Oubykh Mektupları Nisan 2017

Omzumda küçük bir sırt çantası, henüz süpürülmemiş o sokaklardan geçiyorum…
Sararmış kocaman yapraklar arasında yürüdüğüm kaldırım, neredeyse yoldan ayırt edilemiyor…
Onu görmek için sabahtan beri yürümüştüm…
Merdivenlerden çıkarken ıslak yapraklar yüzünden basamaklarda bıraktığım ayak izlerimi gördüm…
Gördüğüme sevindim…
Ancak ne yazık ki birazdan kuruyacak o ayak izlerim, yağmurun üstümde kuruduğu gibi…
Sabahtan itibaren yağan yağmur yüzünden ıslanmıştım, ortalarda pek kimse yoktu benim gibi dolaşan ve ıslanan…
Sabahtan beri sokaklarda yürümüştüm…
Şimdi içerideyim, kapıyı ardımda açık bırakarak girdiğim yerdeyim…
Beyaz mermer heykeller göz ucuyla beni izliyor sanki…
Yağmurdan sonra hemen kuruyabilen heykellerin renklerini, zaman alıp götürmüştü üstlerinden…
Parmakları kopmuştu, burunları da…
Kopan başka şeyleri olduğu muhakkak…
Heykellerin kalbi ve beyni görülmez…
En çok gözleri anlatır demek istediklerini…
En çok elleri anlatır demek istediklerini…
Küçük sırt çantamın içinden üç defter, bir kalem çıkardım…
Epey yazmışım defterlere, bir tek son sayfaları boş kalmış…
Üç nokta koydum, sonra kapattım o son sayfaları…
Defter bitmesin istediğimdendir o üç noktayı koymak…
Yağmurun bitmesini istemediğim gibi…
Yağmurun biteceğini hissettiğim zaman daha çok ıslanmak isterim…
Üstüm kuruyana kadar yağmur devam ediyor zannederim…
Öyle avuturum kendimi…
Yağmur altında yürürken, yaprakların hışırtıları arasında, ağaçların dallarına bakarım…
Hiç dalından ayrılmamışlar gibi gelir bana…
Onu görmek için sabahtan beri yürümüştüm…
İçeri girerken kapıyı kapatmayışım yine o üç nokta yüzünden…
Kapanmasın kapı…
Heykeller hareket etsinler…
Önce gözleriyle, sonra elleriyle…
Aralık kapıdan çıkıp gitsinler…
Heykeller hareket etmez, kalbi ve beyni görülmez…
Gözleri anlatır en çok…
Elleri anlatır en çok…
Heykeller hareket etmezler, ruhları o açık kalan kapıdan usulca çıkıp gitsinler…
Belki ruhları ıslanır sonra hiç kurumaz…

Yazarın Diğer Yazıları

Oubykh Mektupları Mart 2025

‘’…ama yine de dik duran insanları ziyaret etmek de bir koruma olabilir.’’ Mesaj geldi, sabahın ilk ışıkları ile üstelik, posta güvercinlerinden daha hızlı bir şekilde...

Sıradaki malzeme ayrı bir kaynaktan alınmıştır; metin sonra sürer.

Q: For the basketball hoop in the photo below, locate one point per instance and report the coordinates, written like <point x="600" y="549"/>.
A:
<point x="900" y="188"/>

Oubykh Mektupları Şubat 2025

Gözden kaybetmiştim Pavel’i… İkinci bardağım bitmek üzereydi neredeyse, artık vişne tanelerine sıra gelmişti… Tarçın ile vişnenin buruk ekşiliğini damağımda hissederken, çekirdekleri tertemiz yapana kadar ağzımda sakladığımı...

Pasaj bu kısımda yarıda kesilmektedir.